Friday March 31, 2006

What’s that old saying? There’s no such thing as a free, uh, wind turbine. 

It wasn’t the monetary costs associated with the gratis apparatus that worried City Councilmember Betty Olds at the March 21 meeting when the City Council faced the question of accepting the turbine. Olds’ concern was that, as has happened at the Altamont Pass wind farm in southeastern Alameda County, birds would be killed by the turbine’s whizzing blades. 

Moreover, Olds was afraid that by installing the electricity-generating equipment as a demonstration project at the Marina, the city would be promoting wind turbines, which would send the wrong message to the public.  

So Olds added a stipulation to which the council agreed: before accepting the Southwest Wind Power turbine, the Golden Gate Audubon Society would have to give its O.K. to the project. It did so on Wednesday, with a caveat—GGAS asked the city to monitor the turbine and to remove it if it killed birds. 

“We can’t be so scared by the technology that we don’t try,” said Patty Donald, coordinator of the Shorebird Nature Center at the Marina, where the turbine will stand. Donald is very enthusiastic about the project, because the wind turbine will add to the other “green” energy and building materials showcased at the center, which include solar electricity, radiant heating, natural linoleum floors, sustainable harvested wood and recycled glass countertops.  

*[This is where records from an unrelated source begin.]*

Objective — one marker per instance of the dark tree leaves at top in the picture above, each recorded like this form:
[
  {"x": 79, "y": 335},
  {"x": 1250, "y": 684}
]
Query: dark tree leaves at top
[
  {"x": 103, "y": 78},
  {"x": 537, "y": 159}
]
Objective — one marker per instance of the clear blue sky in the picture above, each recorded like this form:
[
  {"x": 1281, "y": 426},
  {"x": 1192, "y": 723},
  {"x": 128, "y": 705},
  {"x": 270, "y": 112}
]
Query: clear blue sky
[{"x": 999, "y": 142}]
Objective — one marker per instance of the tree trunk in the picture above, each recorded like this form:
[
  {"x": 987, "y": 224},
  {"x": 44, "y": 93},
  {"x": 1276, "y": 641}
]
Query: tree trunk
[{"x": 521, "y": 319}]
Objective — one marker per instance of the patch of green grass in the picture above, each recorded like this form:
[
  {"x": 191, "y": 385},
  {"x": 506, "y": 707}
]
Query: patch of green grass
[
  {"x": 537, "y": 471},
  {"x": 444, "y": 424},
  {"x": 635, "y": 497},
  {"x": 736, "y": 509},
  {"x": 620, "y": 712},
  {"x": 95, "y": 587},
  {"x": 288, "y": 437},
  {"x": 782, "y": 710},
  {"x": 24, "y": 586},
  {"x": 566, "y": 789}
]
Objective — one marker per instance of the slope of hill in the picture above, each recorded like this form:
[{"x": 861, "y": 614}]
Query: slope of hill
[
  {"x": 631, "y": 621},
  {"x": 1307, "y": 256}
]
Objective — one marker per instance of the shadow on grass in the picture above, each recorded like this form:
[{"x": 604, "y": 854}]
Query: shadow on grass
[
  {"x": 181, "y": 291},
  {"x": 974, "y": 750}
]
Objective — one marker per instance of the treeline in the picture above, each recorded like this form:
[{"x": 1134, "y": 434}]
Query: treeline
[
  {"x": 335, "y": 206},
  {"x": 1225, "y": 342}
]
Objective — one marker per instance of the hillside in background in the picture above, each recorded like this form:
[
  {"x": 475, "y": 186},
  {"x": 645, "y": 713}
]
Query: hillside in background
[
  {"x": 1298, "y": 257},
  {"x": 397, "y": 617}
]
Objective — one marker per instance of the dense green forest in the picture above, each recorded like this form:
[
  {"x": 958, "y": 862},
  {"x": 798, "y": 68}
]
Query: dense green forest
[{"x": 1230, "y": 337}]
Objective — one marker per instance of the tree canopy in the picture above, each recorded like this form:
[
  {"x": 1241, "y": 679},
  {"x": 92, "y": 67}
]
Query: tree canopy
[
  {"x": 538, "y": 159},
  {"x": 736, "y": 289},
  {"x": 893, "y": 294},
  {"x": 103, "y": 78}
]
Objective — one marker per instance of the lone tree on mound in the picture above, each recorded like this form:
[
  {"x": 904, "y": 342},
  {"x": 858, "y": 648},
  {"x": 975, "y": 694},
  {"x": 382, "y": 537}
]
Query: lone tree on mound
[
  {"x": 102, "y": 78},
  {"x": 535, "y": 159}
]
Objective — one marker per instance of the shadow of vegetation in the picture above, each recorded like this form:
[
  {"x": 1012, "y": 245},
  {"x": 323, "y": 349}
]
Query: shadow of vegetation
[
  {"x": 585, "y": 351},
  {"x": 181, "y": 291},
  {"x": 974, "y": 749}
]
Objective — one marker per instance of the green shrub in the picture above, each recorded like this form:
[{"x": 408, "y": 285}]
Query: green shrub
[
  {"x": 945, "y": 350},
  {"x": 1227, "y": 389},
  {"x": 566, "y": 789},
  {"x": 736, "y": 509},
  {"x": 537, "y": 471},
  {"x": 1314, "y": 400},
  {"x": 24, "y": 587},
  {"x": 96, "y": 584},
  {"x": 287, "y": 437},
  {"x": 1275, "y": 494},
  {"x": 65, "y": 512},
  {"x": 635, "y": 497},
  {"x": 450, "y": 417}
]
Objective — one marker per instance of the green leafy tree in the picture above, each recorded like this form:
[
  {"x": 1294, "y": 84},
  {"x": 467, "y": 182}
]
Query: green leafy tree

“If it was chopping up birds—then we’d take it out,” Donald said. 

In confirming that the Audubon Society had given its O.K. and that the city would accept the turbine, Alice La Pierre, the city’s energy analyst, underscored that if birds were killed, the turbine would be removed. 

As for monetary costs, the city pays the piper—initially. The Southwest Wind Power turbine, valued at $5,500 retail, has been offered to the city without cost in exchange for the manufacturer running tests on the equipment. All Berkeley has to do is pay the $12,000 installation costs. The city will recuperate these funds over about 11 years. The turbine is expected to produce 7,000 kilowatt hours of electricity annually, a savings of about $1,100 every year.  

Southwest Wind Power marketing director Miriam Robbins said the city and SWP signed a confidentiality agreement regarding the wind turbine and declined to talk about the agreement. La Pierre said it had to do with the city not disclosing information about the company’s proprietary equipment. 

After the council meeting, Samantha Murray, conservation director for the Audubon Society, visited the proposed site near the Marina’s nature center and Adventure Playground. 

“Of course we’re very sympathetic with pursuing reusable energy,” Murray said. At the same time she said she is acutely aware of the avian deaths at Altamont Pass. She said she would caution against siting the turbine on a flight corridor.  

Donald said she’s been observing the site for 20 years and it isn’t on a migratory path for birds. Moreover, the proposed turbine would be 40 feet high. 

“Birds don’t migrate at 40 feet,” she said. 

The bad rap for wind turbines comes from the experience at Altamont Pass, where, according to a Southwest Wind Power report, there are more than 6,500 turbines sited along a migratory route for birds.  

At Altamont Pass there have been more birds of prey killed than at any other wind facility in North America, according to the Tucson-based Center for Biological Diversity. 

“Research by raptor experts for the California Energy Commission indicates that each year, Altamont Pass wind turbines kill an estimated 881 to 1,300 birds of prey, including more than 75 golden eagles, several hundred red-tailed hawks, several hundred burrowing owls, and hundreds of additional raptors including American kestrels, great horned owls, ferruginous hawks, and barn owls,” according to the center’s website.  

While La Pierre pointed out that two local owners of windmills say they have never had a bird killed, Murray of the Audubon Society said one cannot assume that birds haven’t been killed, just because the remains of dead birds haven’t been seen.  

Before giving its O.K., the Audubon Society consulted experts in the field, according to La Pierre. With the organization’s blessing, the city does not need further council approvals to move ahead with installation of the wind turbine.  

“The Audubon Society wants us to monitor the project and we will,” La Pierre said.